Carmela, Lucrecia y Marisela, y miles de mujeres y niñas como ellas, no habían recibido nunca la protección anunciada demagógicamente por el Presidente. En beneficio de ellas no existe una política social y cultural diseñada y debidamente coordinada para evitar tales abusos, a la par con leyes y regulaciones eficaces, supervisadas y ejecutadas en su cumplimiento por un personal competente.
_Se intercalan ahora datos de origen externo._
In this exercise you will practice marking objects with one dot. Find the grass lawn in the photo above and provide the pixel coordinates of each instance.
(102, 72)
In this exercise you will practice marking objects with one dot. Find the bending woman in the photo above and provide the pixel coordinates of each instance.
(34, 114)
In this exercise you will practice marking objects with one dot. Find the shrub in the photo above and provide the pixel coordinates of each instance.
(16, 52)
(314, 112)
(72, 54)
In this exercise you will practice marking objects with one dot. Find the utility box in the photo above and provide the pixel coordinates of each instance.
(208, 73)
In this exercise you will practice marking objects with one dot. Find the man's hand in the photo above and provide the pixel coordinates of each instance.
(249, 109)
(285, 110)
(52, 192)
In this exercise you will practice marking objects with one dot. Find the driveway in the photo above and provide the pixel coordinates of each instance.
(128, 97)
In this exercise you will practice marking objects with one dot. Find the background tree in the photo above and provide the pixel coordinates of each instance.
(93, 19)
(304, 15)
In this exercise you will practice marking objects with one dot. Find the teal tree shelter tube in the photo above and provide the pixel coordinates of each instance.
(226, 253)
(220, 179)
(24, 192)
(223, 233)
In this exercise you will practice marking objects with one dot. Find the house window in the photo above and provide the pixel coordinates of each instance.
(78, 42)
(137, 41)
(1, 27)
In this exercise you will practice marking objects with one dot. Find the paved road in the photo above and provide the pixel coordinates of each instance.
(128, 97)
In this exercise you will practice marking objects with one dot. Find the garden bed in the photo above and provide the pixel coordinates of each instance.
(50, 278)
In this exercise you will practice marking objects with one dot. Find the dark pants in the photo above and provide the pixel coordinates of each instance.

Lo que existe es una ley que casi nadie cumple, como sucede con la mayoría de las leyes que allí existen.
Por eso han sido asesinadas más de 400 mujeres por sus maridos en los últimos tres años, una cifra que sólo se equipara con los muertos por la policía en “intercambio de disparos”. La epidemia del abuso físico, psicologico y sexual no parece conmover a ninguno de los sectores de la sociedad, ni parece motivarlos a poner un alto a la alarmante espiral de la violencia familiar.
Por eso, el abuso de Pancho se repite hasta la saciedad en un alto número de familias pobres y también en muchos otros hogares de clase media baja.
Por eso pasó lo que pasó.
Yolanda, la tía de Carmela, que atendía los niños en su ausencia, la convenció para ir juntas y denunciar a Pancho en una de las fiscalías habilitadas para tales fines. La policía lo detuvo y lo metió preso, pero a los tres días fue puesto en libertad.
Una vez libre, Pancho esperó hasta las seis de la tarde para dirigirse a su casa. No entró, sino que se escondió detrás de un follaje cercano para esperar el regreso de Carmela. Cuando ésta llegó y se disponía a entrar en la casa, Pancho, que la había seguido sigilosamente, la agarró por el pelo y la arrastró hacia el patio. Allí la acuchilló repetidas veces hasta quitarle la vida.
Luego entró a la vivienda y vio en un rincón a sus tres hijos menores, Lucrecia, Rafael y Marisela. Allí estaban, sobrecogidos por los gritos de su madre y por el miedo ante aquella figura dantesca que acababa de hacer su entrada con un cuchillo ensangrentado en la mano.
Pancho saltó como una fiera sobre Lucrecia, con cuatro meses de embarazo, y sobre Marisela, ambas una al lado de la otra, y las asesinó sin piedad con el mismo cuchillo. Mientras Pancho descargaba su furia contra sus hijas, Rafael huyó despavorido y salvó su vida porque su padre no pudo alcanzarlo. Daniel y José, los hijos mayores, tuvieron la fortuna de no encontrarse en la casa en el momento de la desgracia.
Los gritos de Carmela y de las niñas atrajeron la atención de la tía Yolanda, que se encontraba cerca, y rápidamente se dirigió hacia la casa. Tuvo tan mala fortuna que al entrar se encontró cara a cara con el matador y sufrió la misma suerte que las demás.
Varios minutos después, atraídos por los alaridos que escucharon, algunos vecinos se acercaron y entraron a la vivienda. Una vez allí, pudieron contemplar atónitos el lúgubre espectáculo de aquellos tres cuerpos sin vida, totalmente ensangrentados.
En el patio descubrieron a Carmela, muerta de la misma manera. Y un poco más allá, colgando de una de las ramas del enorme flamboyán de flores color rojo encendido, estaba Pancho, que se había ahorcado luego de cometer aquellos actos de tanta barbarie.
Los periódicos locales reseñaron, dos días después, ese episodio de violencia intrafamiliar, uno más de los cientos que ocurren anualmente en ese desafortunado país y que su población se ha acostumbrado a ver con total apatía.